In spite of the improved care provided to nephrological patients and advancements made in immunosuppressive treatments, an estimated 20% of patients that underwent kidney transplants must later return to dialysis due to graft failure within three years, and this value increases at a rate of 2%-4% per year. Between 4% and 10% of patients that start dialysis every year have a history of renal graft failure.13 This emergent issue within integrated RRT for CKD poses a challenge for the nephrological community.

In our field of medicine, transplants are the first cause for withdrawal from PD in incident patients, and the mean time necessary for receiving a kidney ranges around 1.7 years. As such, PD is considered to be a good choice for starting an integrated RRT programme.
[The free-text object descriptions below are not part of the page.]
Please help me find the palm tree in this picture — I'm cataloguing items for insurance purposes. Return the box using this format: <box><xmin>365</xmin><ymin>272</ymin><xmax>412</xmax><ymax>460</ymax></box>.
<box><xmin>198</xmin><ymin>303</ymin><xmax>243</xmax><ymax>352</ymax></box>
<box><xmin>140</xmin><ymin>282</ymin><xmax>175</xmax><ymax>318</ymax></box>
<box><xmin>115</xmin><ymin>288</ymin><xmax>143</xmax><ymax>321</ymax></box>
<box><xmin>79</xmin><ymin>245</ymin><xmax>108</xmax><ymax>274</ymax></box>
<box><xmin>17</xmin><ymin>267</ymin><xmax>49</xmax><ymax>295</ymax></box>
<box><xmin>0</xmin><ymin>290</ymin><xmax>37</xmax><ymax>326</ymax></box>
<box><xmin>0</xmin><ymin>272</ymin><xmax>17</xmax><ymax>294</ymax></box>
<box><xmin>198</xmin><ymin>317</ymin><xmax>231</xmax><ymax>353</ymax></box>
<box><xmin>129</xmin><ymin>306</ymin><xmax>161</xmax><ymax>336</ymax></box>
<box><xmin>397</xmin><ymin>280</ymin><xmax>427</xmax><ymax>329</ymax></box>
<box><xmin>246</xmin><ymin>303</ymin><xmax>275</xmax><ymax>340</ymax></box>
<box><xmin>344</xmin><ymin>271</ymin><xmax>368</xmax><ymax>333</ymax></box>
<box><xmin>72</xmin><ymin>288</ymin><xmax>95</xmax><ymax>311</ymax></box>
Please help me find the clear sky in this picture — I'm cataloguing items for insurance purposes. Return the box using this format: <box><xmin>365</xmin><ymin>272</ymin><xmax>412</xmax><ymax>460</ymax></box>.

However, the rate of choosing PD is lower among patients with a history of graft failure. Patients coming out of a graft failure have worse evolution than de novo-PD patients, with an accelerated loss of residual RF (RRF), an increased wait time until a second transplant opportunity, increased rates of infections and hospitalisations, worse compliance with treatment objectives,14 and increased risk of failure of PD.

Several different studies have demonstrated high mortality rates in patients that re-start dialysis following graft failure, both in HD and in PD. An analysis of the USRDS registry, involving more than 170 000 patients, demonstrated a mortality rate that was 80% higher in patients that had lost a transplant than in those that remained on dialysis still awaiting their first transplant. This increased risk is concentrated in the first three months following re-initiation of dialysis, but continues to be high even after 5 years of follow-up.15 More recent studies have confirmed the increased mortality rate in post-TX patients on PD.3,15,16

What factors could explain the worse evolution of kidney graft failure patients?

The post-TX patients from our study were on average almost 12 years younger and with lower comorbidity than de novo-PD patients (lower prevalence of DM and cardiovascular events prior to PD). In spite of this, survival in this group was not higher, and their overall evolution was worse. Although mortality rates were similar between the two groups, important differences did exist in other intermediate variables of evolution, such as maintenance on PD, hospitalisation rates, infections, and compliance with treatment objectives. This seems to be influenced by the time elapsed since CKD onset, a factor that goes unnoticed in common measures of comorbidity. A recent study published in this journal compared the situation at the start of dialysis in post-TX patients with de novo patients, and the authors only observed a worse control of anaemia, which disappeared after one year of follow-up. In the study, starting HD or PD did not cause changes in prognosis.17

RRF is a key factor for maintaining patients on PD. Patients with a previous transplant have lower RRF initially, and an accelerated loss in RRF that explains the increased transfer rate to HD due to failure of maintaining a proper water balance. These data coincide with the results from the ANZ-DATA study.18 Although transfer to HD was greater in the post-TX group in our study, the time spent on PD was higher than the overall mean, and could be sufficient to maintain patients on this technique until a second transplant. We do not have access to data regarding the administration of immunosuppressant drugs in our patients, and so we cannot analyse the role of these drugs in the evolution of RRF.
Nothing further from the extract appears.